There isn't a good general answer to your question but I'll give you a couple of principles that I use. Ultimately the right model is one that balances a couple of different needs:

  • The model should be simple and close to how you think about your domain, for example when you're whiteboarding the problem. Models that are far away from how you think about your domain will be hard to query.
  • The model should be designed with some of your queries in mind. Models exist to help you answer questions about your data. It's exceedingly hard to come up with a model in isolation, you need to know what kinds of questions you want to ask. If you don't start with some idea of the questions you'll ask, it's unlikely you'll end up with a good/convenient model for asking the questions you later come up with.

So trying to give you some more specific answers - a thing for you to consider is that neo4j doesn't let you index relationship properties at present. So if you put in piles of relationships and lots of properties on those relationships, and then you later want to issue queries that do a lot of selection based on relationship property values, you're not going to be positioning yourself well. Nodes can have indexed properties, and often a better way is to have a set of nodes, cut that down drastically with filtering/indexing, and then traverse a tiny subset of your graph, rather than traversing a lot of edges and then filtering them.

Another thing to keep in mind is that an extra node in between shouldn't be much of a performance hit, because neo4j fundamentally makes traversals cheap (that's a good thing).

dbhits is in some ways proportional to the runtime of the query, yes. The more data your database has to consider to answer your query, the more work it has to do, and the slower it will be. This is why we use techniques like filtering & indexes -- to explicitly cut down on how much data needs to be considered to answer the query. In the absolute worst case, dbhits basically equals how much data you have in the database, and you're doing a full database scan for a query, which is how you get maximally bad performance.

You can read more about what dbhits are here:

https://neo4j.com/docs/cypher-manual/current/execution-plans/#execution-plans-dbhits

Some other modeling things you might consider. In your "RDBMS model" you break out all of the individual 10 details into their own nodes. This is fine -- keep in mind with graphs though it's usually a good practice to break categorical variables into their own nodes. Say you have a field "color" which can be red/blue/green, that's a categorical variable. Turn that into its own node and link it, (don't make it a node property) so that you can navigate to other things that share that color.

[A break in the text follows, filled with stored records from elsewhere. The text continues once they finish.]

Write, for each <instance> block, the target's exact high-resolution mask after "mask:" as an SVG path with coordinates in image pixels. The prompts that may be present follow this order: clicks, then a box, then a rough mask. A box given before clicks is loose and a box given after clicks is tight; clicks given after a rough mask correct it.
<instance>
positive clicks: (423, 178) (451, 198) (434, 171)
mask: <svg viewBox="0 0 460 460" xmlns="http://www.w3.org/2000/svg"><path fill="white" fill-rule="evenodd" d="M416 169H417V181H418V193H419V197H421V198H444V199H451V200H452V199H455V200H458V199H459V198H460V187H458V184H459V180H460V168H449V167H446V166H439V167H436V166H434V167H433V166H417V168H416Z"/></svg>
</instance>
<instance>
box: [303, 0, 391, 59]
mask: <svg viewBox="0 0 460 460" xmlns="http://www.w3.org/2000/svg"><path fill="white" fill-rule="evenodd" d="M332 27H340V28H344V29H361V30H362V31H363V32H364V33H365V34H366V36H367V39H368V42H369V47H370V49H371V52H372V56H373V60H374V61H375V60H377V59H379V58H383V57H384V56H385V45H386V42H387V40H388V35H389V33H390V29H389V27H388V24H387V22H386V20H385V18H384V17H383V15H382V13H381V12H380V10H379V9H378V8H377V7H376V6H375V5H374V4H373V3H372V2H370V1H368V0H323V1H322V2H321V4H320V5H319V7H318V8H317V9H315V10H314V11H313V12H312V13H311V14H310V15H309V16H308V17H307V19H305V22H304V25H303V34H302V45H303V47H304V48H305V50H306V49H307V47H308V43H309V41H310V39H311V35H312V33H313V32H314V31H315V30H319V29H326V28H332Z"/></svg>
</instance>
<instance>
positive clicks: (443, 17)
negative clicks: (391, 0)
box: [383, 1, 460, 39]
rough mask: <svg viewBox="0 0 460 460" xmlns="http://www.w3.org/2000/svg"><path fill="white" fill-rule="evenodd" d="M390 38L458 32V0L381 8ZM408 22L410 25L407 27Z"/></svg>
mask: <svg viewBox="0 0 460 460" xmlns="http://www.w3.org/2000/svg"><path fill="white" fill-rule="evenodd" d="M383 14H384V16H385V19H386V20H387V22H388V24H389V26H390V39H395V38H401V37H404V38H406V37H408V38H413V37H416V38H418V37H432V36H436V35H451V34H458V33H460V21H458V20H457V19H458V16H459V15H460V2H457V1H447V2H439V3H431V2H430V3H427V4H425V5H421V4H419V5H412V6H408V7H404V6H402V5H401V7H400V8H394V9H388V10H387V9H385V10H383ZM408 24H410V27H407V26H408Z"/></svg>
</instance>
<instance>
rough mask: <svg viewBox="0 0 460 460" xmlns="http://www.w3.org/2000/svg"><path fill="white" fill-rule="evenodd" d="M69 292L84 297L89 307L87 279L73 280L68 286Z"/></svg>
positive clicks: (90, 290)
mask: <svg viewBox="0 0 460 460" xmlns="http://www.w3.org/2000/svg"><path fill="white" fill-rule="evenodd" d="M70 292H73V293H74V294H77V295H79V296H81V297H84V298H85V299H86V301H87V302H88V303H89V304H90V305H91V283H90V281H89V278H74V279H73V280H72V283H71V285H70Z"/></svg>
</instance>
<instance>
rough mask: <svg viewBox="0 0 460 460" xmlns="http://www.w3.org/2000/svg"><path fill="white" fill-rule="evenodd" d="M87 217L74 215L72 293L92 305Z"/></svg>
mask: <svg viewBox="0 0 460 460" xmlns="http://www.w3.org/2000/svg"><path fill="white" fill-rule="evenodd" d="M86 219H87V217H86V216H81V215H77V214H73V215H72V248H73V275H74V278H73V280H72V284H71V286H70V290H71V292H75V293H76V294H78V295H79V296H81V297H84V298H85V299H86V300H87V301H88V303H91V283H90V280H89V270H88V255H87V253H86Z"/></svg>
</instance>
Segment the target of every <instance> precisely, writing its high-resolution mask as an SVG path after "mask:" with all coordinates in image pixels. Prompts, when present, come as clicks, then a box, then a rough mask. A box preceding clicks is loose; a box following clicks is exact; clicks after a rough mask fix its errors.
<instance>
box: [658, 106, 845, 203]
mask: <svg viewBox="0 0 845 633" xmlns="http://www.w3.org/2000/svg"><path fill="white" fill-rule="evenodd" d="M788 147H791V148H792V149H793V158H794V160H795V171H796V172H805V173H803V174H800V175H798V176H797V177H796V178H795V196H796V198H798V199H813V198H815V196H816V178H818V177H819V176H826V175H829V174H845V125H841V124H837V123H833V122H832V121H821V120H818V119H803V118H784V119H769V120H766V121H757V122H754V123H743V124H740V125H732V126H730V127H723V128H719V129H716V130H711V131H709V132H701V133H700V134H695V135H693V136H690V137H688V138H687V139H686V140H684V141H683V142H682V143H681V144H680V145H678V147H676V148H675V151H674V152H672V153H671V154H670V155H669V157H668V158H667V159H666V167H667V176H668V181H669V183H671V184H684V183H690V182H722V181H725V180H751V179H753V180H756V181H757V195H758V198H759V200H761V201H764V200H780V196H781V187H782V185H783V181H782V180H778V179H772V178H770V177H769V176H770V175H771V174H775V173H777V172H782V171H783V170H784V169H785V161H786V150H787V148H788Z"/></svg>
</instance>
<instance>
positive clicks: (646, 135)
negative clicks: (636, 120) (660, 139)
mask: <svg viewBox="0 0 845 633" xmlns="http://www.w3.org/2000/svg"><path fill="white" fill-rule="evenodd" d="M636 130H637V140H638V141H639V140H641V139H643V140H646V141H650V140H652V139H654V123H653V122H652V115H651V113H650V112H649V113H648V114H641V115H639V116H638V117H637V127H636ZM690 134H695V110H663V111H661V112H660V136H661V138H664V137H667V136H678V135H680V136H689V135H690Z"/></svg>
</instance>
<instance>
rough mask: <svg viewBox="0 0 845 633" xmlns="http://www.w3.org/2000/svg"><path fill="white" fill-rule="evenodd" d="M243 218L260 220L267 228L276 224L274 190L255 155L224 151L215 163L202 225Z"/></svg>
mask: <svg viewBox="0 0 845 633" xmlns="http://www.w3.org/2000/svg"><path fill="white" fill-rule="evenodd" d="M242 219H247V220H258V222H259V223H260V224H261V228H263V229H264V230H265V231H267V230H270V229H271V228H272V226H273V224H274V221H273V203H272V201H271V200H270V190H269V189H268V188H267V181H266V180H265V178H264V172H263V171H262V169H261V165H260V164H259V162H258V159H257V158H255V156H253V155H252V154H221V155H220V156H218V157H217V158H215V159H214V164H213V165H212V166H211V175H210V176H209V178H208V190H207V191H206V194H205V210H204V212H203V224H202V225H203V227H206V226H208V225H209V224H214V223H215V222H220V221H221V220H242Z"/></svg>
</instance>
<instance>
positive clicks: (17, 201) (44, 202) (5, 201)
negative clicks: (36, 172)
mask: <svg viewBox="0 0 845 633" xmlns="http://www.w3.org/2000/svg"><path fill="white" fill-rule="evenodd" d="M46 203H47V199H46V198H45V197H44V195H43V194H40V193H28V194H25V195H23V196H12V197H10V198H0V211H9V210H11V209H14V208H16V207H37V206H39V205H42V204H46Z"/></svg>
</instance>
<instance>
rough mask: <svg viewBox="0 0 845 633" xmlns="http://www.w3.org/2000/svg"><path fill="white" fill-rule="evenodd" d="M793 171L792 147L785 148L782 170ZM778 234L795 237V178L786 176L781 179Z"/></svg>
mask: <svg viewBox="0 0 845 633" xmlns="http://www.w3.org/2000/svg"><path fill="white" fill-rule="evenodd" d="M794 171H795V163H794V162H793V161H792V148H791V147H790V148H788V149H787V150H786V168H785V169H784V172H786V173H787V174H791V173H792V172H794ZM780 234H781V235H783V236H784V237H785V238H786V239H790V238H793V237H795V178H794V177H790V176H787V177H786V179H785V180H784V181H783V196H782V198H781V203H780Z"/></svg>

Sometimes you want grouping instance nodes too. In your graph you say an iPhone has "details". Well there's an abstract iPhone but there's also say a product instance (space grey 16gb iPhone 7, or whatever). So keep in mind you can do (:ProductClass)<-[:instance_of]-(:ProductInstance)-[:has_detail]->(:Color) or whatever. This allows the ProductClass to have certain details, while allowing the product instance to differ on those details, or add extras.


(Michael Black) #3

@david.allen gave a great response, this is just my two cents on when I start to model a new graph.

I follow the rule of thumb that nouns are nodes and verbs are relationships and I actually say aloud or write it down in a sentence what my domain model is. Personally I tend to lean heavy on creating nodes and I try to limit myself on the properties. This is usually because a lot of my queries I'm looking for shared commonalities between entities which are easier to find when those commonalities are nodes and I'm looking for relationships between nodes.

When I model I also look for "lazy speech" in my model. Popular example is the email model. You could model (user)-[:emails]->(user) but email is not a real verb, it's lazy speech. You really send someone an email. An email is a noun. So the model would be (user)-[:sends]->(message)-[to]->(user). So I look for those lazy speech patterns that could turn to be a pitfall.

At #graphconnect there was an excellent presentation of how the query engines works that has helped better think about my model to be tuned for the queries I will be executing.